The impact of liver disease upon HRQOL may vary by the etiology of liver disease. For viral liver disease, a previous study found that presence of liver disease in particular cirrhosis was associated with a lower QOL in comparison with a healthy population; however, the physical component was more impaired than the mental health component.17 Other studies have demonstrated differences in the pattern of QOL impairment measured in patients with different liver disease aetiologies. A German study of patients without cirrhosis noted that patients with primary biliary cholangitis scored lowest on the P-QOL component score of the SF-36, whereas patients with hepatitis C had lower M-QOL scores.10 This may be related to fatigue being a key factor in primary biliary cholangitis,35 while HCV has been shown to be associated with depression.36 Similarly, mental health issues, including depression, are highly prevalent in WD which may be related to copper toxicity affecting the brain. A study by Younossi et al.33 showed that in patients with cirrhosis, P-QOL scores were similar between cholestatic diseases and viral hepatitis but poorer in other hepatocellular diseases. Another large study of patients with cirrhosis found that patients with NAFLD had lower P-QOL scores than those with ALD, cholestatic liver disease, and viral hepatitis.31 We found that patients with WD in our study have worse median M-QOL scores than P-QOL scores and mean M-QOL scores from our cohort were lower than the population mean M-QOL score of 50. This suggests that the burden of mental health issues in WD may be greater than that of physical health issues on QOL. However, the difference between the mean M-QOL and P-QOL summary scores and the population mean of each score was not significantly different indicating that most treated patients with WD may have a QOL that is similar to the rest of the US population.27 Despite this, outliers do exist that fall well below the population mean QOL score. Our study provides important insight into the range of potentially unrecognized impairment in both physical and mental health that negatively impacts QOL in adults with WD. A greater appreciation of how QOL is impacted on adults with WD and the factors that contribute to this will help health care professionals take a holistic approach to treating patients with WD and address issues that could improve their patient’s overall well-being.
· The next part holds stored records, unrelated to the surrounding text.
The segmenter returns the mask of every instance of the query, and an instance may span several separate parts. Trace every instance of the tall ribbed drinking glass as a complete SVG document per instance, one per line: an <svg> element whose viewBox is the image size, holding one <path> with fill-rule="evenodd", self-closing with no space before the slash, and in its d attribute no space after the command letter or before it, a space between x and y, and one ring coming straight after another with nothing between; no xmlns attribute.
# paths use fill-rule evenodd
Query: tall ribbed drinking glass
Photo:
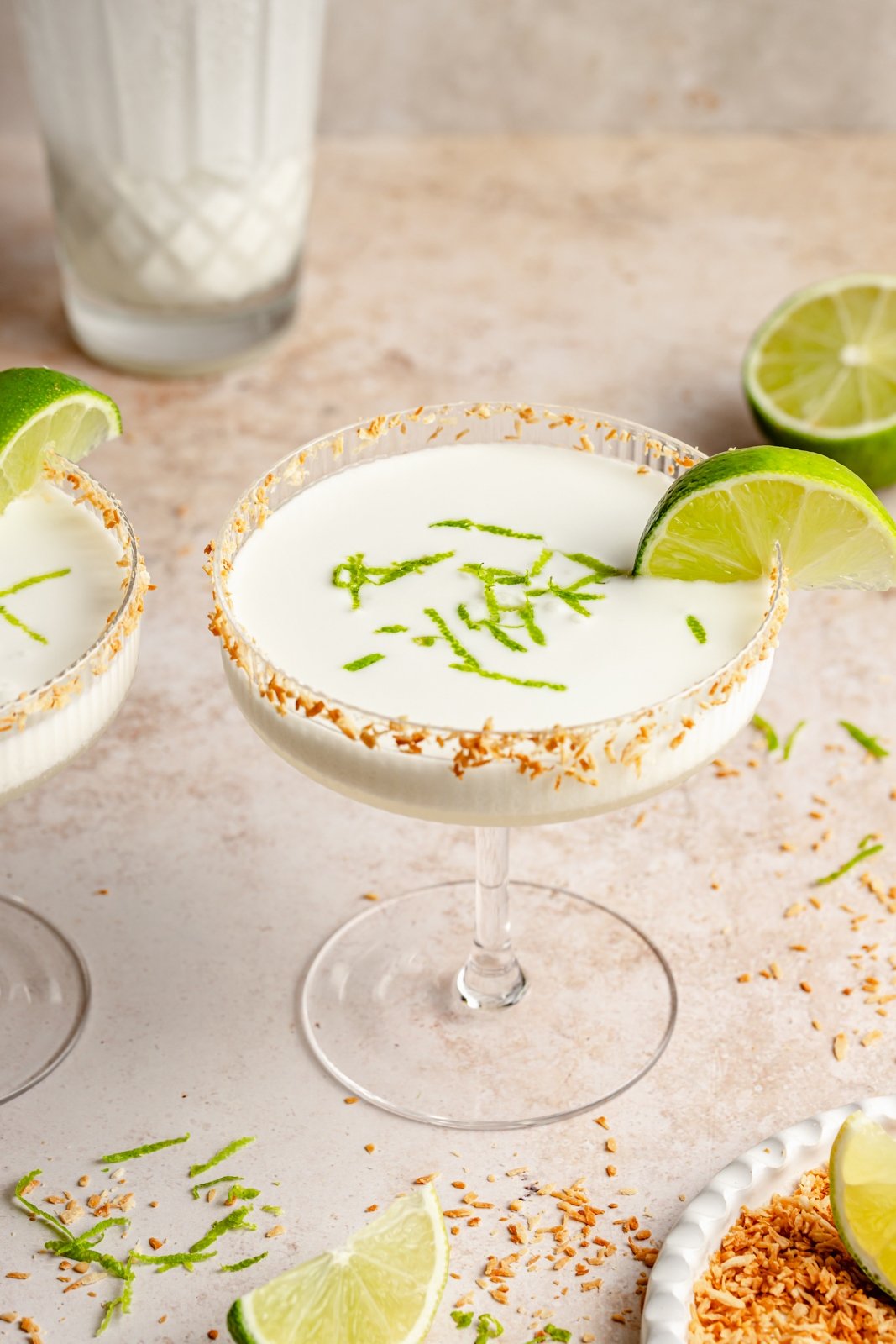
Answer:
<svg viewBox="0 0 896 1344"><path fill-rule="evenodd" d="M289 321L325 0L19 0L66 314L124 368L232 363Z"/></svg>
Our study has several limitations that must be considered. The median treatment duration of the group is 19.5 years. Factors that impact M-QOL may be different for the newly diagnosed patients compared with stable patients and those who have lived with the disease for longer. As the registry cohort increases over time, this may allow these groups to be examined separately in the future. There are currently no disease-specific QOL-screening tools available for WD, and therefore, the SF-12 may not be as accurate at detecting issues that affect QOL in the WD population as a tool developed specifically for WD. Furthermore, we only examine the impact of depression and cognitive impairment on QOL and other psychiatric factors such as impulsivity and personality traits are not analyzed. In addition, in the majority of patients enrolled in our registry, cognitive impairment was mild in severity which may be why it was not found to be associated with worse QOL. Similarly, although there was a range in severity in those with cirrhosis and neurological disease, the majority were not highly symptomatic (Child-Pugh Score Median 5 [5–9] UWDRS total score median 5 [0–73]). Owing to the rarity of the condition, our sample size is relatively small, and the present analysis focuses on cross-sectional enrollment data. Owing to the small sample size, multifactorial analysis to assess the impact of liver disease, neurological disease, and psychiatric symptoms for our group was not performed. Further prospective data collection in our multisite registry will help determine whether the conclusions from our study are maintained at enrollment and longitudinally in studied patients.

CONCLUSION

We conclude that overall QOL in WD is affected by both mental and physical health. We found that mental health issues such as depression (but not cognitive impairment) may affect M-QOL of patients with WD independent of their degree of liver and/or neurological disease, while physical health QOL scores were affected by the severity of liver and neurological disease but not by mental health issues. Our study is the first to use the SF-12 to assess QOL in WD. It has shown a good correlation with the SF-36 scores in other diseases. As the questionnaire is shorter, we suggest that it is a useful screening tool that can be applied in clinical settings. Given the heterogeneity of WD and the demonstrated effect of symptoms on mental and physical health, further research into developing a more disease-specific tool may be useful for assessing outcomes in this patient population.

Supplementary Material

Appendix

Funding:

Funding was provided by the Wilson Disease Association, Paula C. Zimbrean, 20 York st., New Haven, CT, 06510.

Footnotes

CRediT AUTHORSHIP CONTRIBUTION STATEMENT

Michelle A. Camarata: Writing - original draft, Investigation. Aftab Ala: Investigation. Ayse K. Coskun: Methodology. Yanhong Deng: Formal analysis. Regino P. Gonzalez-Peralta: Investigation. Kaitlin R. Maciejewski: Formal analysis. Amar Patel: Investigation. Susan Rubman: Investigation. Uyen To: Investigation. Ricarda Tomlin: Methodology. Michael L. Schilsky: Investigation, Methodology, Writing - review & editing. Paula C. Zimbrean: Methodology, Writing - review & editing.

SUPPLEMENTARY DATA

Supplementary data to this article can be found online at https://doi.org/10.1016/j.jaclp.2021.04.004.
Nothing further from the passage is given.